Database connectors
The database connector is used to extract data from databases that support Open Database Connectivity (ODBC).
This connector is not available by default. Please contact Opendatasoft for the activation of this connector on a given Opendatasoft workspace.
The databases that are supported by Opendatasoft are :
Database | Vendor resources | Supported database version |
All | ||
>= 8.0 update 20220126 | ||
If you would like Opendatasoft to support other databases, do not hesitate to contact your local support team to share your feedbacks and use cases.
The database connector works at a database level. To configure a data source using this connector, you'll need to gather:
Connection details (like login and password, server adresse, database name)
SQL query to extract relevant data from your database
As this connector supports reusable connections, you'll have the ability to easily reuse connection details from one dataset to another dataset.
Creation
You can configure a source using the database connector by either creating a new dataset or adding a new source to an existing dataset.
Select one of the supported database on the source creation screen.
Configure connection details to connect Opendatasoft to your database.

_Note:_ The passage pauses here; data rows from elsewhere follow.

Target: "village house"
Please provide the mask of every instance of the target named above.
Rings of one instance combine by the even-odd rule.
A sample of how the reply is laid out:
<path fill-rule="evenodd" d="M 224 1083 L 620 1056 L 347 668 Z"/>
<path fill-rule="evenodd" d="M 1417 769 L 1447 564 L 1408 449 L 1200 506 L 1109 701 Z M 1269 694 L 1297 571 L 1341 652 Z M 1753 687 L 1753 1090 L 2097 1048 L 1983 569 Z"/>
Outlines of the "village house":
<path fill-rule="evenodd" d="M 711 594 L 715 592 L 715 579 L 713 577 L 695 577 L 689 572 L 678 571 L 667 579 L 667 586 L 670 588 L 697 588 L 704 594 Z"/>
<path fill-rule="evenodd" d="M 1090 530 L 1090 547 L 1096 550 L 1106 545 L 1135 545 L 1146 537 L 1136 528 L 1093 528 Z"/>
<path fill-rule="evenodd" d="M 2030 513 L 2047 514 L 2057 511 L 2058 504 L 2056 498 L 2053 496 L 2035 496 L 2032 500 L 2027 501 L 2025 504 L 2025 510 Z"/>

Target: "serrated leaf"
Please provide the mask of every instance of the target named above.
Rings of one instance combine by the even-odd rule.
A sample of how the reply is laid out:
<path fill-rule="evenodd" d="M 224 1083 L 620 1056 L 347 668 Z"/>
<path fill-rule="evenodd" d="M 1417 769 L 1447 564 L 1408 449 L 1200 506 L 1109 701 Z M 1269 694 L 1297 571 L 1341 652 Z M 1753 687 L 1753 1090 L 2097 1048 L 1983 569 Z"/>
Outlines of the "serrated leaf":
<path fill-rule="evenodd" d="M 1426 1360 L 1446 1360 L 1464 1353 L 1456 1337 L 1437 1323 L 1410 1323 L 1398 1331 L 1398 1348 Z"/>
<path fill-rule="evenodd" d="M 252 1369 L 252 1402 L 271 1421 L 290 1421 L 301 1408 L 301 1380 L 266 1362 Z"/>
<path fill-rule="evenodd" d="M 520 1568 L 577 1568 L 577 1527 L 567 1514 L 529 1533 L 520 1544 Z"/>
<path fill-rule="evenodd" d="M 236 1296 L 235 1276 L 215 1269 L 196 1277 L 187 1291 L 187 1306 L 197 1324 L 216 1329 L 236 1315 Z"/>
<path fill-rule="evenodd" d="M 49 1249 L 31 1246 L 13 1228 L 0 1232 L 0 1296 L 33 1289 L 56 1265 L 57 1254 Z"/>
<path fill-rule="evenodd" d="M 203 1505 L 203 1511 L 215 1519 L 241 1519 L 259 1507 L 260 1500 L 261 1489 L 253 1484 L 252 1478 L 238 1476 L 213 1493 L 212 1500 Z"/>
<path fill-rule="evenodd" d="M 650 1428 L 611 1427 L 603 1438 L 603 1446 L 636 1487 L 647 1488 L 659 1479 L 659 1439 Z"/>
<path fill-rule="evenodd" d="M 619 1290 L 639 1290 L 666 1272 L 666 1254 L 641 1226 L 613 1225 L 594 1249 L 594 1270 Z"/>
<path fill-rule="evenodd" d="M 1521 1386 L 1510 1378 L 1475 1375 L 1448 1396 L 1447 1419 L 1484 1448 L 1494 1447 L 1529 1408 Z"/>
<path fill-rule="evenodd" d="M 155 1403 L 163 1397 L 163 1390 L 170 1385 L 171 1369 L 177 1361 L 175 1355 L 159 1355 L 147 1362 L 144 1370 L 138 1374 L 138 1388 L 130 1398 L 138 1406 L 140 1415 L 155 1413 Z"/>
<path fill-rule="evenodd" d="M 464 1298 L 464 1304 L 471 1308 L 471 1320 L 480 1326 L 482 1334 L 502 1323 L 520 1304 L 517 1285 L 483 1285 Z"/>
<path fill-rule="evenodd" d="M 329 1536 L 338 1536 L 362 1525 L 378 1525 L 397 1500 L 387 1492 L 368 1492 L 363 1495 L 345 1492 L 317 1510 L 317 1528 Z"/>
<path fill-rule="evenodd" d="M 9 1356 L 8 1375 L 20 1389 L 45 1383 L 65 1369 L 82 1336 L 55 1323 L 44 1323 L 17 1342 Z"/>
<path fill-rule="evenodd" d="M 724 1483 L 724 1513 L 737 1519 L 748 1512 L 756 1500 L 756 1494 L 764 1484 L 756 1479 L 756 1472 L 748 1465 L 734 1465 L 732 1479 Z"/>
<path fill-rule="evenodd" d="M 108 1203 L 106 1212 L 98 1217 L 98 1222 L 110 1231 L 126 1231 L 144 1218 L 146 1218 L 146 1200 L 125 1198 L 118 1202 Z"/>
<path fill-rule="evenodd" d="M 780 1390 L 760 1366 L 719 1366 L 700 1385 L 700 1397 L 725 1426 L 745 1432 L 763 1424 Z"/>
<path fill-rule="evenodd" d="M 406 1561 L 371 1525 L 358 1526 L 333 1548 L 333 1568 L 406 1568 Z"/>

If you have already created and saved a database connection, you may want to reuse it.
In Query, configure the custom SQL query to use to extract data from your database. This query can be arbitrarily complex.
In Preview query [optional], configure the custom SQL query to use to extract data from your database in preview mode, when configuring the dataset in Opendatasoft back-office.
In Incremental query [optional], configure the custom SQL query to use to extract data in incremental mode. See below for more details about the incremental extraction mode.
In Incremental field [optional], configure the name of the query result field used to build the incremental update clause. See below for more details about the incremental extraction mode.
Connection details
Database | Connection details configuration |
Snowflake | |
Denodo | |
Databricks | |
Azure SQL |
Using a preview query for large result sets
It may happen that the query you configure will take ages to run and might considerably slow down (or even impair) the configuration screens in the Opendatasoft back-office.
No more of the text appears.